METHODS: The studies were designed as double-blind, randomized, placebo-controlled, four-way, crossover TQT studies in healthy male and female subjects. A per time point analysis was performed as primary analysis. CE analysis based on the change from baseline of QTcF or QTcI were performed as secondary analyses. We compared these results with respect to the size of the QT effect.
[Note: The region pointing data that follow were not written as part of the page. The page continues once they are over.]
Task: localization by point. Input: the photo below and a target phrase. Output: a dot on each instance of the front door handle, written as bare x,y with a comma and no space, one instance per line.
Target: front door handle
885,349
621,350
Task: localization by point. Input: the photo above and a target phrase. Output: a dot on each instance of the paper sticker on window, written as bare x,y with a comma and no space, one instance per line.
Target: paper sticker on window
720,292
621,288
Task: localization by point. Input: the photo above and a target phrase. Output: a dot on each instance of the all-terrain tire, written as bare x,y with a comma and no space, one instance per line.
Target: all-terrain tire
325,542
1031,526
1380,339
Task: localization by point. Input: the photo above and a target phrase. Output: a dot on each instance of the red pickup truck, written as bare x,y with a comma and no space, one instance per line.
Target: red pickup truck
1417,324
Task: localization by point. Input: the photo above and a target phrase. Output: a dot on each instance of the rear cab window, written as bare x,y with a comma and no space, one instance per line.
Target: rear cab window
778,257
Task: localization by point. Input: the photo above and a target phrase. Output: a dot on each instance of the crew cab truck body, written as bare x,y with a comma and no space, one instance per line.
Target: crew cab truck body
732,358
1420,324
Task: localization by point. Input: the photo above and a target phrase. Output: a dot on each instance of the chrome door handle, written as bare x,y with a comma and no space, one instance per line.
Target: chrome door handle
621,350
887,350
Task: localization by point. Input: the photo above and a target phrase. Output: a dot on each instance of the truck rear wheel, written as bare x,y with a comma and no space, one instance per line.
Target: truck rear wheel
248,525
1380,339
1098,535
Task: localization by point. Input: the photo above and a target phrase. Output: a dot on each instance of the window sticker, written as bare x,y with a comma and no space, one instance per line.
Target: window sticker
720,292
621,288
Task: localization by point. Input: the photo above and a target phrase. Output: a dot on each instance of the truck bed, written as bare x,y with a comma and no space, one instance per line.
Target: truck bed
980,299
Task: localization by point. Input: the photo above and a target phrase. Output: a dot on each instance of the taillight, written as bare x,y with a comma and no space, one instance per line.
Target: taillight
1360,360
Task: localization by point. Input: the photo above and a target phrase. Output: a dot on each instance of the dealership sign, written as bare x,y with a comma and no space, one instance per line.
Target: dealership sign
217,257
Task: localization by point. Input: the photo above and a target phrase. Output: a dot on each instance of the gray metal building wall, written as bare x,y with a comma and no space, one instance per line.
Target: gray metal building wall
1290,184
RESULTS: In the first study, modeling was done regardless the circadian variability. The effects of lower dose (no relevant QTc prolongation) and higher dose (slightly above the threshold of regulatory concern) were well reproduced with the CE analysis. For subsequent negative studies, CE analyses were based on the placebo corrected change from baseline. They showed a slight shortening of QTcF. As expected, confidence intervals for the predicted effect were narrower than those obtained by a per time point analysis.
CONCLUSION: CE analysis has evolved as a valuable tool: it complements the per time point analysis, as expected; and the confidence intervals obtained at relevant plasma drug concentrations are narrower than those obtained from the conventional per-time point analysis. The CE analysis enables the information on QT changes to be collected in early phase studies when relationship between the drug or its metabolite and QT interval is to be evaluated, as it is sufficiently sensitive to detect a QT change of 5 ms and cost-effective, i.e. may be used on a smaller sample size.